Sunday, May 6, 2018

The Plot Pot

Writers and writing coaches can argue passionately about whether story springs from plot or characters. The divide has become particularly pronounced since the appearance of “literary” fiction, a genre which implies it might be okay to write a novel where a gorgeous voice and memorable characters compensate for lots of stasis. 

On the opposite end of the spectrum, some novels offer escalating danger, but it befalls characters whom readers can’t relate to and don’t care about. 

Isn’t it the mesh of character and plot that propels story? After all, adversity is the best way to meet characters—to test their mettle. 

As K.M. Weiland puts it in “Plot vs. Character: Which Is More Important?”:

Fiction is about balance—in so many ways—and certainly nowhere more so than in the matter of plot vs. character. Good writing should not be about pitting plot against character, but rather about finding the harmony between them. 

The indivisible integration of plot + character has always built narrative. And isn’t that still, despite numerous experiments, what the novel is for? After all,

In our modern age, there are writers who have heaped scorn on the very idea of the primacy of story. I'd rather warm my hands on a sunlit ice floe than try to coax fire from the books they carve from glaciers. ― Pat Conroy, My Reading Life

Tip: Story comes from what happens to characters readers are invested in.

You probably agree. But what if, like many novelists, you’re either fantastic at tension-rich events or fantastic at characters sufficiently full-fleshed to cast shadows. Perhaps you worry that you'’ll never be equally skilled at both. 

The remedy? Quit viewing character and plot as separate entities. Happily, this works whether you’re starting a first draft, halfway through it, or at any point in the revision process. 

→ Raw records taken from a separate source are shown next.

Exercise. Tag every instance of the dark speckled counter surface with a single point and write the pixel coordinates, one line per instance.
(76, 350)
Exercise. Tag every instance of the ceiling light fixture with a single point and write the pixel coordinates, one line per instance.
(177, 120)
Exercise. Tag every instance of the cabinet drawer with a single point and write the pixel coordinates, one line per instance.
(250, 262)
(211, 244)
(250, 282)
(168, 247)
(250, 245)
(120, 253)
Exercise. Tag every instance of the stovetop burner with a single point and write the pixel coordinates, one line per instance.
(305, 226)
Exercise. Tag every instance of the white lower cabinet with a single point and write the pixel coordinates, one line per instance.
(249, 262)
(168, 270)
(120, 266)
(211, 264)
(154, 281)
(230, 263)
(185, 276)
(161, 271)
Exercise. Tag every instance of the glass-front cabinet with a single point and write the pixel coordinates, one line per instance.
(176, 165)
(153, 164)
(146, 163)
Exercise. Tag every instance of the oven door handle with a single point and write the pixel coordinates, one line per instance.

Perhaps the best way to visualize characters in context is some version of a Scene Goal Outline. So what’s a Scene Goal, anyway? An “Intense, explicit character desire that impels choice and action” (Laurel Yourke, Beyond the First Draft).

For each scene, distill the goal down into as few words as possible. How else can you assess whether you’re revealing characters and propelling the story forward causally rather than causally?

Watch your verbs. Contrast “was worried about the next hour” versus “terrified about the phone ringing.” The latter verb reflects character emotion and thus causes action. Since scenes are about tension, a Scene Goal always involves forcing characters to act rather than think or react.

How many Scene Goals do you need? Ideally, one for each scene. Keep those goals super-short and harness verbs to reveal character feelings, since that’s what connects readers to story.


Use the Scene Goal Outline to make the plot and dramatic personae intertwine inseparably. Because, as Heraclitus put it, “Character is fate.”